Parsons v. Foshee

55 S.E.2d 386, 80 Ga. App. 127, 1949 Ga. App. LEXIS 789
CourtCourt of Appeals of Georgia
DecidedSeptember 23, 1949
Docket32477.
StatusPublished
Cited by19 cases

This text of 55 S.E.2d 386 (Parsons v. Foshee) is published on Counsel Stack Legal Research, covering Court of Appeals of Georgia primary law. Counsel Stack provides free access to over 12 million legal documents including statutes, case law, regulations, and constitutions.

Bluebook
Parsons v. Foshee, 55 S.E.2d 386, 80 Ga. App. 127, 1949 Ga. App. LEXIS 789 (Ga. Ct. App. 1949).

Opinion

Worrill, J.

The first exception pendente lite is to the order of the trial judge in overruling the general grounds of the defendant’s renewed demurrer. A tort.is the unlawful violation of a private legal right by reason of which some special damage accrues to the individual. Code, § 105-101. A plaintiff need allege only the factum of the duty, a violation of that duty and damages proximately resulting therefrom in order to withstand a general demurrer. Vickers v. Georgia Power Co., 79 Ga. App. 456 (54 S. E. 2d, 152); 41 Am. Jur., Pleading, § 78. Tested by these simple rules the petition as amended stated a cause of action founded on the negligence of the defendant and the court did not err in overruling the general demurrers.

The exceptions pendente lite complain that the court erred in refusing to strike paragraph 14 of the petition in response to the original and renewed demurrers thereto. Paragraph 14 alleged that, “the aforesaid 1948 Chevrolet Fleetmaster Tudor automobile was purchased brand-new only nine (9) days preceding the date of this collision for the sum of $1511.80, that the said automobile was in good mechanical condition and immediately prior to said collision had a reasonable market value of $1511.80, and after said collision had a reasonable market value of only $700.00, resulting in a loss to this plaintiff of $811.80.” The defendant demurred specially to that paragraph on the ground that the paragraph failed to set forth in detail what parts of the automobile were damaged, what repairs were necessary, whether the plaintiff still owned the car, and that the allegations as to the market value before and after the trial were mere conclusions. The court sustained that ground of the demurrer in an order dated October 27, 1948, and allowed the plaintiff 15 days in which to amend. The plaintiff amended by the addition of subparagraph 14a, as follows: “Petitioner’s 1948 Chevrolet Fleetmaster Tudor automobile was damaged all over in said collision, it overturned and the top was smashed and bent, the hood was bent, the headlights were damaged, the fenders were smashed and bent, the doors were bent and twisted, the *130 running boards were smashed and bent, radiator was damaged, the wheels were bent, fender braces were knocked loose, and the head lining was torn loose.” The defendant renewed her special demurrers, the court overruled them and the defendant excepted pendente lite.

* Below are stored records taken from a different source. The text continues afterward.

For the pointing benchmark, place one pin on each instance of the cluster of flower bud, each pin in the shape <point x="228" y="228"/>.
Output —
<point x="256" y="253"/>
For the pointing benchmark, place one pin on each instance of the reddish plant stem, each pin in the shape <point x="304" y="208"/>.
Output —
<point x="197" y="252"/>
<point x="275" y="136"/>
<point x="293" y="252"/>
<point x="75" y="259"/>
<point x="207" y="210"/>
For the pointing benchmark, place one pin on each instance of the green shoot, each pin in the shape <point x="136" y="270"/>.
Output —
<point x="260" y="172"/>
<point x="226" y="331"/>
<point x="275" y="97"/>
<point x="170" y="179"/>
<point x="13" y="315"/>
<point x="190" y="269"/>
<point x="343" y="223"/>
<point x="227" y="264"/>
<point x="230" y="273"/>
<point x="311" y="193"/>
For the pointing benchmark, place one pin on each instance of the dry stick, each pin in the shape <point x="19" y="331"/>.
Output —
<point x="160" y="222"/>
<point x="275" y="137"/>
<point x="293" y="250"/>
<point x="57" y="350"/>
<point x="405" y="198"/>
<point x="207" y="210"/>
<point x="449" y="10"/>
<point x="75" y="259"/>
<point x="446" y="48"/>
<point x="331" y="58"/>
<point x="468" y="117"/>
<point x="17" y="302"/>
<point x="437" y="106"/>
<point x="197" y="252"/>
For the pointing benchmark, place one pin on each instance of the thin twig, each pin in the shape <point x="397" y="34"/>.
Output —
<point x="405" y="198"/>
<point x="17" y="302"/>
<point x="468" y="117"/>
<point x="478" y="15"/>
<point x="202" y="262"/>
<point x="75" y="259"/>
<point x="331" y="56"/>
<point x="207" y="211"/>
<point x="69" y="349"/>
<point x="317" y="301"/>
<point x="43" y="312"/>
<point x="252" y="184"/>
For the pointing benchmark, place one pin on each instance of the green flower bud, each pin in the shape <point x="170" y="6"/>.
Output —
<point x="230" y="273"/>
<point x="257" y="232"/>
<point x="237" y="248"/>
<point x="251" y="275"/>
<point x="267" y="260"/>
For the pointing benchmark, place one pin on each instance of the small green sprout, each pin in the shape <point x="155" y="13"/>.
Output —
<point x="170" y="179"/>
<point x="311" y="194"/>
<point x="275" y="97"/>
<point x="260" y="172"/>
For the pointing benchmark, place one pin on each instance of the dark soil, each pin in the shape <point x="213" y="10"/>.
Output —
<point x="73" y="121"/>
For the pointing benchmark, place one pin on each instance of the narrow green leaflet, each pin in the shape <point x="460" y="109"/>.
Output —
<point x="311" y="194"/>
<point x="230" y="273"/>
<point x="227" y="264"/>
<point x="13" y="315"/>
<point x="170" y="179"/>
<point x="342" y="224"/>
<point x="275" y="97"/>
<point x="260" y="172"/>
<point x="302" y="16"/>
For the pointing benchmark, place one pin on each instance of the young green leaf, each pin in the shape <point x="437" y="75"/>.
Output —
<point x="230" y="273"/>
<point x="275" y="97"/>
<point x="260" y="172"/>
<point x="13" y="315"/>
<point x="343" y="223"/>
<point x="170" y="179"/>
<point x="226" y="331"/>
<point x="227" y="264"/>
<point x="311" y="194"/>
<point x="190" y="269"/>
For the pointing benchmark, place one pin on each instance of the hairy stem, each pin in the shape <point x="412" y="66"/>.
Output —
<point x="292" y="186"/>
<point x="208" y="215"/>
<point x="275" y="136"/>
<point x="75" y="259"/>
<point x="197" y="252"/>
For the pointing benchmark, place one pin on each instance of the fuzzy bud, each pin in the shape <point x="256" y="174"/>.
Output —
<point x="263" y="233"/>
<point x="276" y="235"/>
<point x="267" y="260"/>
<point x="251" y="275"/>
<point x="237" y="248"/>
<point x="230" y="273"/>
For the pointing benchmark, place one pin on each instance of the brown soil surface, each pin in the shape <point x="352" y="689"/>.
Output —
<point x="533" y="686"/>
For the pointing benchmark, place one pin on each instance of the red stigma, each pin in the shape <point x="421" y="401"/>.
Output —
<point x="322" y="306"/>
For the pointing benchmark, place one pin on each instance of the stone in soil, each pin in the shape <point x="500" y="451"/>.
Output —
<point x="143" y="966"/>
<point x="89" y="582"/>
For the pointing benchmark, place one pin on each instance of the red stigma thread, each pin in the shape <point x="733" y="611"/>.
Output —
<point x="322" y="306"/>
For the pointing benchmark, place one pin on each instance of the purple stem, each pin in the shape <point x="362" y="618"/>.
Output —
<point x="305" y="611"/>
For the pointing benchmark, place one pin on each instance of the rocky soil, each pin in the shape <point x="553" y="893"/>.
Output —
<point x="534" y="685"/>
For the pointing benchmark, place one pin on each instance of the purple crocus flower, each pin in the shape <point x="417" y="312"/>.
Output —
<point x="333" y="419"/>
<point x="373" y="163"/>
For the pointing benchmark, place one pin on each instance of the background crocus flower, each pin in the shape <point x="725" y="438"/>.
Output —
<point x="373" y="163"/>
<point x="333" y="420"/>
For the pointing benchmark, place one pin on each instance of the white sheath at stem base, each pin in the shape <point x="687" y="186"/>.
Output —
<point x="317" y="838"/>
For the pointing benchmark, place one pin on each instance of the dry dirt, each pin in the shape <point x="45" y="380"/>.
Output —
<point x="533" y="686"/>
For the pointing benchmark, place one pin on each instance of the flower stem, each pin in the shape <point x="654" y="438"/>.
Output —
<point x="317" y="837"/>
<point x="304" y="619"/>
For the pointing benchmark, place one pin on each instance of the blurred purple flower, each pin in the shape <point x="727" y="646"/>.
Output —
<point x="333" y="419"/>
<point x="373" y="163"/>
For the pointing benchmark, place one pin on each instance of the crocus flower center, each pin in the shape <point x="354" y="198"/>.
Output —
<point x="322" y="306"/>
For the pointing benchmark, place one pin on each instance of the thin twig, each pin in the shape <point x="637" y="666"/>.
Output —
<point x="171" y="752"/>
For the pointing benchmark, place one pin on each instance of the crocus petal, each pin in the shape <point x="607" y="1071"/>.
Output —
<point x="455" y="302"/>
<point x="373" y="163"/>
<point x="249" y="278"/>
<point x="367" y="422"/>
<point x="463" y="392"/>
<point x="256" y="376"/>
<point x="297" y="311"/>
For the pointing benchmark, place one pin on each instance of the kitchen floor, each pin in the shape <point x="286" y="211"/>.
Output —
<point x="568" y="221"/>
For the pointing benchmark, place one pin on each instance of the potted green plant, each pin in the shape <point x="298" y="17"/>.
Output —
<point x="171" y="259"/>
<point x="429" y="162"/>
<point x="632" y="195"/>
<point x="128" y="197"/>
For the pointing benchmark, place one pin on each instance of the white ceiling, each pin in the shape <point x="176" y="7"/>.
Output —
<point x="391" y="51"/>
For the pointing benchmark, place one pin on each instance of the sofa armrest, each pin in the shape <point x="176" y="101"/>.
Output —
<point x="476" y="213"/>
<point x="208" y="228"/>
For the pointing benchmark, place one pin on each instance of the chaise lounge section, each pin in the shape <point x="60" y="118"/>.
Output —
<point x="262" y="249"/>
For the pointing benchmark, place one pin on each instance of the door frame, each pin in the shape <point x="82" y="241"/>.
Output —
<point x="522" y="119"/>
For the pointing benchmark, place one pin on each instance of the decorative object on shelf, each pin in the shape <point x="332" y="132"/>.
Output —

This exception raises two questions for our consideration, the first being whether the amendment filed and allowed by the trial judge sufficiently met the terms of the original demurrer and the second being whether the amendment which apparently was filed two days after the time allowed in the original order had expired, was properly allowed filed, or whether the trial judge had authority to allow and order the amendment filed notwithstanding the fact that it was filed after the time set. Where the trial judge sustains a special demurrer and in his order allows the plaintiff a given time in which to amend, the order not providing for automatic dismissal on the plaintiff’s failure to amend within the time allowed, an amendment by the plaintiff, purporting to be filed in response to the original order, opens up the whole case for consideration upon its merits and the conditional order upon the original demurrer concludes nothing. Folsom v. Howell, 94 Ga. 112(1) (21 S. E. 136); Jones v. Butler, 191 Ga. 126, 128 (12 S. E. 2d, 326); Smith v. Bugg, 35 Ga. App. 317, 320 (133 S. E. 49); Woodland Hills Co. v. Lawton, 37 Ga. App. 742 (3) (142 S. E. 208). While the original order on the special demurrers did not provide for automatic dismissal conditioned on the plaintiff’s failure to amend, the order was necessarily a conditional one in that it left it evident that other and further orders on the demurrers might be made after the required amendment had been filed or after the time for its filing had expired. The paragraph of the petition as amended was a sufficient allegation of the correct measure of damages to the automobile of the plaintiff (O’Donnelly v. Stapler, 34 Ga. App. 637 (5), 131 S. E. 91; Lamb v. Landers, 67 Ga. App. 588 (4), 21 S. E. 2d, 321), and the trial judge’s ruling after the petition was amended was not error.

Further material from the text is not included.